Electromagnetic drive mechanisms are suitable for a variety of short stroke, fast response applications. For example, a drive mechanism may be used to drive a bypass passage door for a high speed sorting device.
FIG. 1 illustrates an example of a conventional electromagnetic drive mechanism 1. Drive mechanism 1 may comprise a stator 2 and a rotor 3 that rotates relative to stator 2. Rotor 3 may comprise an output shaft 4 comprised of a non-magnetic material, and a rotor core 5 comprising a magnetic material and fixed to the output shaft 4. The rotor core 5 may comprise a plurality of rotor poles 6 of substantially uniform thickness.
The stator 2 may comprise a plurality of upper and lower stator core portions 7 comprised of a magnetic material and arranged along the axis of the rotor shaft 4, as well as winding groups 8 wrapped around the outside of stator core portions 7. The upper and lower stator core portions 7 comprise a plurality of stator pole 9. There may be a gap between rotor poles 6 and stator poles 9, allowing the rotor 3 to rotate relative to the stator 2.

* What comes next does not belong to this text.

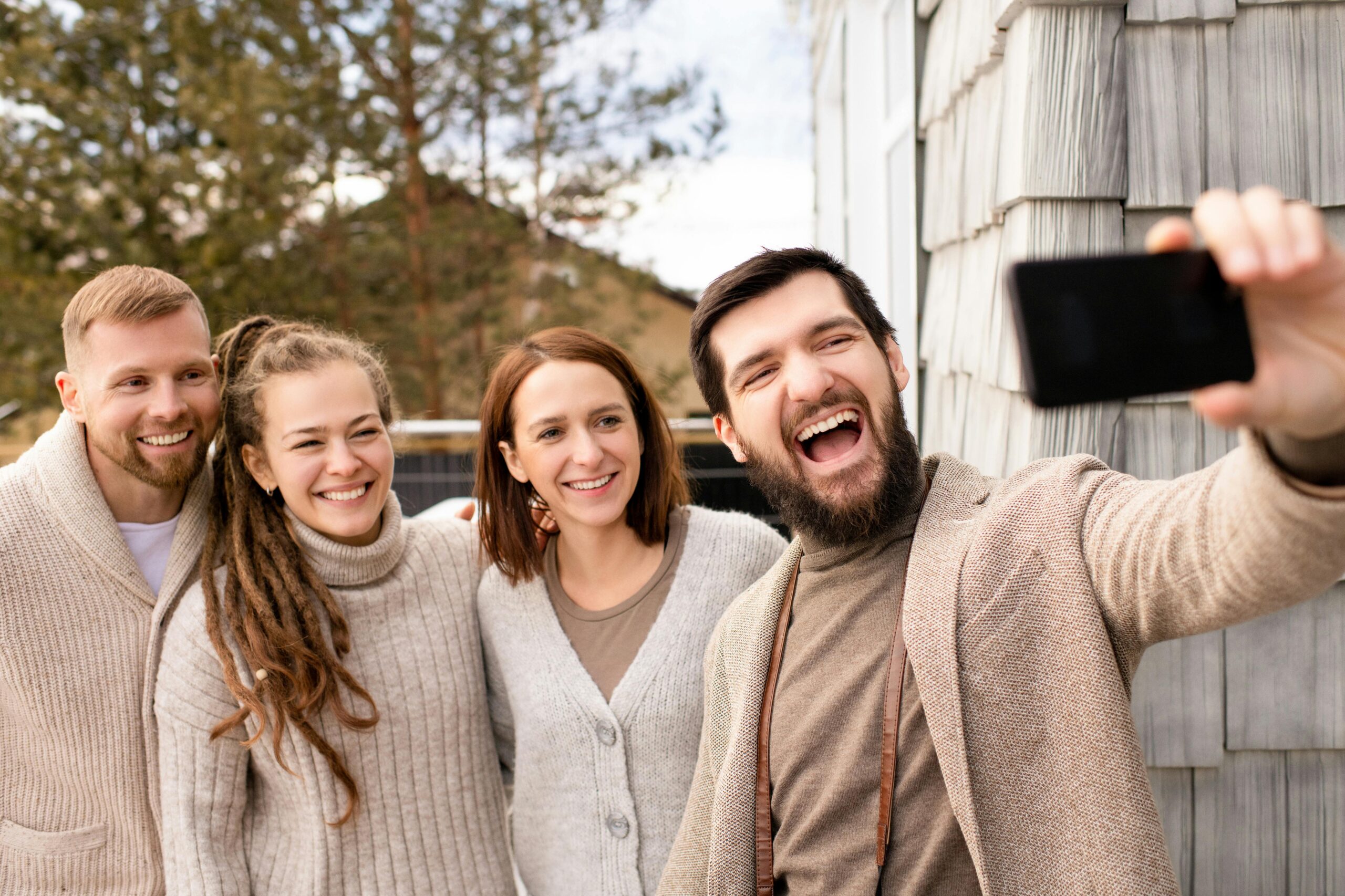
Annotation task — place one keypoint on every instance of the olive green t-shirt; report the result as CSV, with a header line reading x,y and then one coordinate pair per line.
x,y
607,641
826,738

While historically, performance, life cycle capability, heat transfer, hysteresis and curve profile have been the primary considerations when designing drive mechanisms, as systems and application evolve, other characteristics such as speed, responsiveness, and device size have increased in importance.
Thus, there exists a need for an improved compact, fast-response drive mechanism.